Igor Budan (28 l., AC Parma): Piłkarz bez większego doświadczenia reprezentacyjnego, ma zaledwie pięć rozegranych spotkań. Znacznie większy staż Budan ma na poziomie klubowym. Można powiedzieć, że jest włoskim podróżnikiem. Grał aż w sześciu klubach Serie A i B a ostatnio zakotwiczył w Parmie. Budan nie szokuje skutecznością, choć w ostatnim sezonie Serie A zdobył aż 13 bramek. Jest to zawodnik umiejący dobrze uderzyć z prawej nogi. Nie jest to typowy król pola karnego. Budan lubi zejść do skrzydła, czasem się cofnąć. Ma instynkt do zdobywania bramek, ale nie może odnaleźć się, jako ostatni napastnik. Podobny styl jak u naszego Maćka Żurawskiego.

Ivan Klasnic (28 l., Werder Brema): Rówieśnik Budana. Od dawna gra w Bundeslidze. W swoim Werderze Brema rozegrał dotychczas ponad 150 spotkań, w których zdobył prawie 50 bramek. Miał również wiele dziesiątek asyst. I taki jest właśnie styl Klasnicia. Lubi on minąć rywala dryblingiem, a drybling posiada różnorodny, po czym podać do kolegi, który wykańcza atak. Bardzo dobrze utrzymuje się przy piłce i ciężko mu ją zabrać. Ma silny, techniczny strzał z lewej nogi. W reprezentacji rozegrał prawie 30 spotkań. Drugi po Oliciu, jeżeli chodzi o reprezentacyjne doświadczenie chorwackich napastników.

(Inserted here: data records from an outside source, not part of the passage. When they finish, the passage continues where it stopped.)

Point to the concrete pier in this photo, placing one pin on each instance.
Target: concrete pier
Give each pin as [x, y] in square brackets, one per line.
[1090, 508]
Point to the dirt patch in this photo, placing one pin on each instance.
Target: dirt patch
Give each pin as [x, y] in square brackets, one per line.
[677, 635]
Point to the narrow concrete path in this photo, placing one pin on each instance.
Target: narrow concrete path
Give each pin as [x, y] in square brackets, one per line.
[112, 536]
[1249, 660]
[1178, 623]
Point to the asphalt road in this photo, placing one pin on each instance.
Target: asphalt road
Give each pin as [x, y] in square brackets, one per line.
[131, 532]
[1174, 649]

Nikola Kalinic (20 l., Hajduk Split): Totalny debiutant. W lidze chorwackiej spisuje się poprawnie i jest uznawany za spory talent. W eliminacjach do EURO nie zagrał ani raz, ale ma już na swoim koncie debiut. Ciężko o nim coś powiedzieć. Może o tym chłopaku piłkarska Europa usłyszy za kilka lat.